Concept of Power and Sample Size
Let’s discuss a very basic example to understand “why the determination of sample size is important in data analysis?” Generally, salt is a very important factor to determine the taste of food. We all know how much work is needed during the cooking process, right! Now, the hard work will be paid off if only we get a significant result i.e. food must be tasty. Say, if we put more salt than required or less salt than required – what will happen? We all know the consequence, right!
To avoid such circumstances in data analysis, “Concept of Power and sample size” comes into play.
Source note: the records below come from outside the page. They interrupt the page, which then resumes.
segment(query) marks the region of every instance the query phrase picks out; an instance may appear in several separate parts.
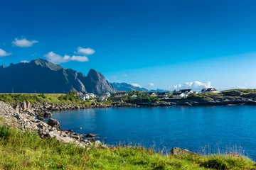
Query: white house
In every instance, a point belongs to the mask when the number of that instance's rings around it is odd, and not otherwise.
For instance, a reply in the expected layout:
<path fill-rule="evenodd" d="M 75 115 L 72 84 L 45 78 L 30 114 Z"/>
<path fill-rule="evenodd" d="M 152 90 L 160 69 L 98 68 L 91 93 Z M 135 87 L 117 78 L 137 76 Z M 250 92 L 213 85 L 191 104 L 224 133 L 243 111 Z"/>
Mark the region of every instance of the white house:
<path fill-rule="evenodd" d="M 201 90 L 201 94 L 208 94 L 208 93 L 216 93 L 217 90 L 214 88 L 205 88 Z"/>
<path fill-rule="evenodd" d="M 105 96 L 106 96 L 107 97 L 110 97 L 111 94 L 110 94 L 110 92 L 107 92 L 107 93 L 105 94 Z"/>
<path fill-rule="evenodd" d="M 88 94 L 83 94 L 79 96 L 79 100 L 80 101 L 86 101 L 90 99 L 90 96 Z"/>
<path fill-rule="evenodd" d="M 99 98 L 99 100 L 100 100 L 100 101 L 107 101 L 107 97 L 106 97 L 106 96 L 101 96 L 101 97 Z"/>
<path fill-rule="evenodd" d="M 184 93 L 184 94 L 193 94 L 193 91 L 192 89 L 182 89 L 182 90 L 180 90 L 180 91 L 181 93 Z"/>
<path fill-rule="evenodd" d="M 97 97 L 97 96 L 95 95 L 95 94 L 92 94 L 92 93 L 90 93 L 90 94 L 88 94 L 88 95 L 89 95 L 89 96 L 90 96 L 90 98 L 96 98 L 96 97 Z"/>
<path fill-rule="evenodd" d="M 174 92 L 173 94 L 174 98 L 186 98 L 188 96 L 187 94 L 185 93 L 181 93 L 181 91 L 177 91 L 177 92 Z"/>
<path fill-rule="evenodd" d="M 134 94 L 132 96 L 132 98 L 137 98 L 137 97 L 138 97 L 138 96 L 137 96 L 136 94 Z"/>
<path fill-rule="evenodd" d="M 124 96 L 126 94 L 126 91 L 117 91 L 115 93 L 115 96 Z"/>

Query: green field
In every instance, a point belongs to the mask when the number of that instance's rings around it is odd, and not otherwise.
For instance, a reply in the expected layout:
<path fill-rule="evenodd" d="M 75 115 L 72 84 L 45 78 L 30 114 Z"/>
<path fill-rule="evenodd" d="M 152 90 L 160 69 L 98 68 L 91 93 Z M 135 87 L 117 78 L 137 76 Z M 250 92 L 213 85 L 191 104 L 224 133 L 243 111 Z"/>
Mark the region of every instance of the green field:
<path fill-rule="evenodd" d="M 142 147 L 91 147 L 41 139 L 0 125 L 1 169 L 255 169 L 240 155 L 164 156 Z"/>

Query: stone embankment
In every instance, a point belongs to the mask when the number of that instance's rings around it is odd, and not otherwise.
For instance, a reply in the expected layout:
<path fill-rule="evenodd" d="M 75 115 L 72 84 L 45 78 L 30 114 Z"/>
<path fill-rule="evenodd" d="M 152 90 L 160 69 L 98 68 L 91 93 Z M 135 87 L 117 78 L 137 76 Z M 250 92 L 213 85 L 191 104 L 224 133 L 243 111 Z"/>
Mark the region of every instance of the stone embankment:
<path fill-rule="evenodd" d="M 36 113 L 28 101 L 24 101 L 21 105 L 16 104 L 14 106 L 14 108 L 10 105 L 0 101 L 1 124 L 7 125 L 23 131 L 36 132 L 41 137 L 55 137 L 64 143 L 74 143 L 85 148 L 89 148 L 93 144 L 95 147 L 107 147 L 102 144 L 100 141 L 84 138 L 83 135 L 62 130 L 57 120 L 49 119 L 48 123 L 42 122 L 36 118 Z M 47 115 L 51 115 L 50 114 L 50 113 L 46 112 Z"/>

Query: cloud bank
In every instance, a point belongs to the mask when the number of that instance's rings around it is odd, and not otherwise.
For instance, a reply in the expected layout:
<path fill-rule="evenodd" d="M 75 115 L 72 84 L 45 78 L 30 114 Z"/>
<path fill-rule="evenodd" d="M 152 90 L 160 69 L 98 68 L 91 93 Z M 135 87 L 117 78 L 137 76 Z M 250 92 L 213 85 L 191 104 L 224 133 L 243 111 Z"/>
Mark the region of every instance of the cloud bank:
<path fill-rule="evenodd" d="M 53 52 L 49 52 L 48 53 L 45 55 L 44 57 L 46 57 L 48 61 L 57 64 L 68 62 L 70 61 L 75 61 L 75 62 L 89 61 L 88 57 L 86 56 L 73 55 L 70 57 L 69 55 L 64 55 L 64 57 L 62 57 Z"/>
<path fill-rule="evenodd" d="M 0 48 L 0 57 L 6 57 L 6 56 L 11 55 L 12 54 L 11 52 L 6 52 L 3 49 Z"/>
<path fill-rule="evenodd" d="M 139 84 L 132 84 L 132 86 L 137 86 L 137 87 L 142 87 L 142 86 L 139 85 Z"/>
<path fill-rule="evenodd" d="M 28 40 L 26 38 L 18 39 L 18 38 L 15 38 L 12 42 L 14 46 L 20 47 L 30 47 L 33 44 L 38 43 L 37 40 Z"/>
<path fill-rule="evenodd" d="M 177 84 L 172 87 L 169 87 L 169 90 L 180 90 L 180 89 L 191 89 L 193 91 L 201 91 L 203 88 L 210 88 L 210 81 L 206 83 L 202 83 L 199 81 L 195 81 L 193 82 L 186 82 L 183 84 Z"/>
<path fill-rule="evenodd" d="M 74 52 L 75 54 L 80 55 L 93 55 L 95 52 L 95 50 L 92 48 L 82 48 L 81 47 L 78 47 L 77 51 Z"/>
<path fill-rule="evenodd" d="M 22 63 L 28 63 L 29 62 L 28 60 L 23 60 L 23 61 L 21 61 L 21 62 L 22 62 Z"/>

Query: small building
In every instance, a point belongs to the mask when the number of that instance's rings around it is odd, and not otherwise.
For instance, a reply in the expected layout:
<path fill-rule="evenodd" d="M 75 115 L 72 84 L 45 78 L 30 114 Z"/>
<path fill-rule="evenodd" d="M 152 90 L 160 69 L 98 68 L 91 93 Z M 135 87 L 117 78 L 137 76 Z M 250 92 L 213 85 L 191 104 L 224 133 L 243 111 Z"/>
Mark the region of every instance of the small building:
<path fill-rule="evenodd" d="M 112 99 L 114 101 L 121 101 L 121 102 L 123 102 L 124 101 L 124 99 L 123 99 L 123 97 L 122 96 L 114 96 L 113 97 L 113 99 Z"/>
<path fill-rule="evenodd" d="M 148 96 L 151 97 L 156 97 L 157 94 L 156 94 L 156 92 L 149 92 Z"/>
<path fill-rule="evenodd" d="M 95 95 L 95 94 L 92 94 L 92 93 L 90 93 L 90 94 L 88 94 L 88 95 L 89 95 L 89 96 L 90 96 L 90 98 L 96 98 L 96 97 L 97 97 L 97 96 Z"/>
<path fill-rule="evenodd" d="M 90 99 L 90 96 L 88 94 L 83 94 L 79 96 L 79 100 L 86 101 Z"/>
<path fill-rule="evenodd" d="M 216 93 L 217 90 L 215 88 L 205 88 L 201 90 L 201 94 Z"/>
<path fill-rule="evenodd" d="M 77 92 L 77 95 L 78 95 L 78 96 L 82 96 L 82 92 Z"/>
<path fill-rule="evenodd" d="M 99 101 L 107 101 L 107 96 L 101 96 L 99 98 Z"/>
<path fill-rule="evenodd" d="M 184 93 L 184 94 L 193 94 L 193 91 L 192 89 L 182 89 L 182 90 L 180 90 L 180 91 L 181 93 Z"/>
<path fill-rule="evenodd" d="M 107 92 L 105 96 L 107 97 L 110 97 L 111 94 L 110 92 Z"/>
<path fill-rule="evenodd" d="M 173 93 L 174 98 L 186 98 L 187 96 L 188 96 L 187 94 L 182 93 L 181 91 Z"/>
<path fill-rule="evenodd" d="M 138 96 L 137 96 L 136 94 L 134 94 L 134 95 L 132 95 L 131 97 L 132 97 L 132 98 L 137 98 Z"/>
<path fill-rule="evenodd" d="M 126 91 L 117 91 L 117 92 L 115 93 L 115 96 L 124 96 L 126 93 Z"/>
<path fill-rule="evenodd" d="M 169 92 L 159 92 L 157 93 L 157 97 L 158 98 L 169 98 Z"/>

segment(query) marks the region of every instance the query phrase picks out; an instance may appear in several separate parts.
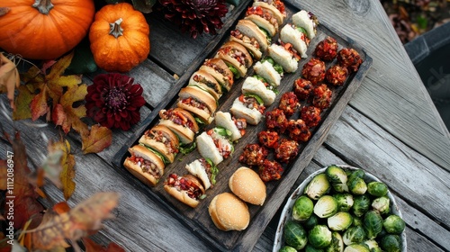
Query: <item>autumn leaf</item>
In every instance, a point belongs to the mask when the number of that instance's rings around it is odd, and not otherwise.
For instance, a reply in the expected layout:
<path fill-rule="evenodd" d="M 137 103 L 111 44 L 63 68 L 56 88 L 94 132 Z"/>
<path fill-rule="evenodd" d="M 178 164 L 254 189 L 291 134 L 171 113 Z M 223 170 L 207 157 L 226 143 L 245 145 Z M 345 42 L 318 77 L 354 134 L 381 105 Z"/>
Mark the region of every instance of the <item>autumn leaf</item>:
<path fill-rule="evenodd" d="M 102 229 L 102 221 L 112 218 L 111 211 L 117 206 L 119 197 L 118 193 L 97 193 L 68 212 L 49 211 L 36 229 L 25 231 L 32 234 L 32 248 L 65 248 L 68 240 L 76 241 Z"/>
<path fill-rule="evenodd" d="M 94 125 L 87 136 L 81 136 L 81 149 L 84 154 L 97 153 L 109 147 L 112 141 L 112 131 L 103 126 Z"/>
<path fill-rule="evenodd" d="M 0 92 L 5 92 L 10 101 L 10 105 L 14 109 L 14 89 L 19 87 L 21 79 L 15 64 L 0 53 Z M 4 89 L 3 88 L 4 87 Z"/>
<path fill-rule="evenodd" d="M 84 238 L 83 244 L 85 244 L 86 252 L 125 252 L 125 249 L 123 249 L 123 248 L 113 242 L 110 242 L 110 244 L 108 244 L 108 247 L 104 248 L 95 243 L 89 238 Z"/>

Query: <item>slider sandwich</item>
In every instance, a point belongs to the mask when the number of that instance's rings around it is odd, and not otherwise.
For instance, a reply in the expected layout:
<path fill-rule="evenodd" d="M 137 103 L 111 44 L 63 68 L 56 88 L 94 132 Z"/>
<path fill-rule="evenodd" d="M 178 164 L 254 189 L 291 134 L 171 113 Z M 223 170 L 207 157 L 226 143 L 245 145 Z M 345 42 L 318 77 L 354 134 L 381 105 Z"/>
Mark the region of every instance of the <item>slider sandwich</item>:
<path fill-rule="evenodd" d="M 248 123 L 256 125 L 261 122 L 266 107 L 258 95 L 248 94 L 236 98 L 230 111 L 236 118 L 244 118 Z"/>
<path fill-rule="evenodd" d="M 236 78 L 244 76 L 248 68 L 253 65 L 253 59 L 247 49 L 232 40 L 224 43 L 215 58 L 225 61 Z"/>
<path fill-rule="evenodd" d="M 167 127 L 160 124 L 145 131 L 139 142 L 162 155 L 161 159 L 166 164 L 174 162 L 180 146 L 178 137 Z"/>
<path fill-rule="evenodd" d="M 231 131 L 215 127 L 200 134 L 197 139 L 197 148 L 200 155 L 218 165 L 224 158 L 228 158 L 234 151 L 234 147 L 230 140 Z"/>
<path fill-rule="evenodd" d="M 147 185 L 155 186 L 164 174 L 163 160 L 141 145 L 135 145 L 128 151 L 131 157 L 125 159 L 123 166 Z"/>
<path fill-rule="evenodd" d="M 188 144 L 194 141 L 199 127 L 194 116 L 181 108 L 159 111 L 159 124 L 170 129 L 181 140 Z"/>
<path fill-rule="evenodd" d="M 227 91 L 231 89 L 234 84 L 234 76 L 227 64 L 220 58 L 207 58 L 200 70 L 205 71 L 213 76 L 217 82 Z"/>
<path fill-rule="evenodd" d="M 177 106 L 200 118 L 204 123 L 210 123 L 217 109 L 216 100 L 210 93 L 200 87 L 188 86 L 178 93 L 180 100 Z"/>
<path fill-rule="evenodd" d="M 217 112 L 214 122 L 217 126 L 223 127 L 231 132 L 231 141 L 242 138 L 246 133 L 247 120 L 244 118 L 236 119 L 231 117 L 231 114 L 228 112 Z"/>

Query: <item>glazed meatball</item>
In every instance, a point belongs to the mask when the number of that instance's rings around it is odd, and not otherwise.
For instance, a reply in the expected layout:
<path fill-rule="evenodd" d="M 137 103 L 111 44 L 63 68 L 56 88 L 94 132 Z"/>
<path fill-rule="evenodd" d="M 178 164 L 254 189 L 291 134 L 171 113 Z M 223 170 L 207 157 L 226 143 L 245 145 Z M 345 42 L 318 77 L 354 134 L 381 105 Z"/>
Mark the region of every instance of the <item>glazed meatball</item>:
<path fill-rule="evenodd" d="M 329 84 L 334 86 L 342 86 L 348 76 L 348 69 L 340 65 L 335 65 L 329 68 L 325 73 L 325 78 Z"/>
<path fill-rule="evenodd" d="M 286 117 L 292 116 L 299 107 L 299 99 L 293 92 L 286 92 L 283 94 L 278 108 L 283 110 Z"/>
<path fill-rule="evenodd" d="M 312 58 L 303 66 L 302 75 L 312 85 L 318 85 L 325 79 L 325 63 L 319 58 Z"/>
<path fill-rule="evenodd" d="M 269 151 L 264 146 L 257 143 L 246 145 L 239 157 L 239 162 L 248 166 L 259 166 L 269 155 Z"/>
<path fill-rule="evenodd" d="M 259 166 L 259 177 L 261 177 L 264 182 L 279 180 L 282 174 L 282 166 L 274 160 L 270 161 L 268 159 L 265 159 L 263 165 Z"/>
<path fill-rule="evenodd" d="M 314 50 L 314 53 L 316 54 L 317 58 L 322 60 L 331 61 L 338 55 L 338 45 L 336 40 L 331 37 L 328 37 L 319 42 L 316 50 Z"/>
<path fill-rule="evenodd" d="M 270 130 L 284 132 L 287 127 L 287 118 L 281 109 L 274 109 L 266 112 L 266 127 Z"/>
<path fill-rule="evenodd" d="M 310 128 L 316 127 L 321 120 L 320 112 L 321 110 L 320 108 L 305 106 L 302 108 L 301 118 L 306 123 L 306 126 Z"/>
<path fill-rule="evenodd" d="M 356 72 L 363 59 L 356 50 L 345 48 L 338 52 L 338 62 L 348 71 Z"/>
<path fill-rule="evenodd" d="M 293 83 L 293 93 L 299 100 L 306 100 L 310 97 L 313 86 L 310 81 L 304 78 L 298 78 Z"/>
<path fill-rule="evenodd" d="M 283 139 L 275 148 L 275 158 L 280 162 L 289 163 L 299 153 L 299 144 L 292 140 Z"/>
<path fill-rule="evenodd" d="M 314 97 L 312 99 L 312 104 L 315 107 L 322 110 L 329 107 L 333 92 L 326 84 L 316 86 L 313 90 L 313 94 Z"/>
<path fill-rule="evenodd" d="M 305 142 L 310 138 L 310 128 L 302 119 L 291 120 L 287 127 L 289 137 L 297 142 Z"/>
<path fill-rule="evenodd" d="M 264 130 L 257 134 L 257 139 L 266 148 L 276 148 L 280 136 L 276 131 Z"/>

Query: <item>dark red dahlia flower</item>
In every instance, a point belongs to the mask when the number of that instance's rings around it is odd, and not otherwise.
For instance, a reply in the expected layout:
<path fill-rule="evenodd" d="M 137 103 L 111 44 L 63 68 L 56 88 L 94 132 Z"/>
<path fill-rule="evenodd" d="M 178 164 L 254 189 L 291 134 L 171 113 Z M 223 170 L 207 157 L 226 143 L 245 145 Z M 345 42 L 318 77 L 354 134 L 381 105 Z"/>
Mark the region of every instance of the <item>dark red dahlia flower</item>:
<path fill-rule="evenodd" d="M 159 0 L 165 18 L 196 38 L 203 32 L 216 34 L 223 25 L 221 17 L 228 13 L 225 0 Z"/>
<path fill-rule="evenodd" d="M 140 109 L 145 104 L 142 86 L 133 81 L 120 74 L 96 76 L 87 87 L 87 116 L 109 129 L 130 130 L 140 122 Z"/>

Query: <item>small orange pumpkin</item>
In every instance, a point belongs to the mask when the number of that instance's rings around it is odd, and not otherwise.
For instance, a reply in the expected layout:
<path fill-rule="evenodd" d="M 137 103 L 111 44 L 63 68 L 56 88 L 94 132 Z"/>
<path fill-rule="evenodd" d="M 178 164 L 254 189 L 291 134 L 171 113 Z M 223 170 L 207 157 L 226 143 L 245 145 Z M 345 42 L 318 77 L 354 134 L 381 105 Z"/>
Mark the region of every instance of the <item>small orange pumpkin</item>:
<path fill-rule="evenodd" d="M 56 58 L 87 34 L 92 0 L 0 0 L 0 48 L 33 59 Z"/>
<path fill-rule="evenodd" d="M 95 14 L 89 32 L 94 60 L 108 71 L 128 72 L 150 52 L 150 29 L 128 3 L 108 4 Z"/>

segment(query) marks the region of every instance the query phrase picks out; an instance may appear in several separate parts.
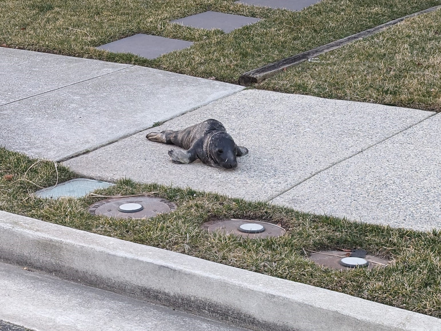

What is a Power and Sample size?
It is a concept of estimating adequate sample size required for data analysis to achieve significant results. We already know sample size – it is a count of individuals or samples required for analysis. But you might be thinking about the term “power”. Power analysis tells us a number of sample size required to avoid any type of error in decision making. In other words, we can say that it is a probability of making the right decision irrespective of errors.
I would like to mention a few factors which affect the power analysis are sample size, variability and alpha value (level of significance). We should choose adequate samples so it will not hamper the power analysis. There could be a variation (spreadness of a data) in a process and thus results in a random error. We should use proper sampling procedure and measurement analysis to minimize variation in a process. Alpha value represents the probability of making the wrong decision when it is actually true. The common alpha values are 1% (0.01) and 5% (0.05). To know more about this basic concept, I would like to suggest to have a look at “Hypothesis testing”.
In a ball bearing manufacturing industry, engineers are concerned that the bearing diameter has shifted away from the target of 0.6 cm. They consider a difference of 0.01 cm to warrant adjusting the equipment. From the historical data, the standard deviation is 0.005 cm.
Now the question is “How much data is needed for analysis?”
With reference from the power curve – for doing the analysis we need a sample size of 5 where alpha value is 0.05 and power is 0.9.
What are the common power values used?
When determining the sample size, we should put the optimum power value as to avoid any kind of error. Suppose in a test, if it has low power value than it might fail to detect an effect and if it has a higher power value than small effects might seem to be significant. Some of the common power values used are 0.8 and 0.9. Let’s say if your study has 90% power than it has a 90% chance of detecting an effect that exists.
There are various ways to determine power and sample size. The easiest and simplest way to determine it is by using the “Power and Sample size” option in MINITAB.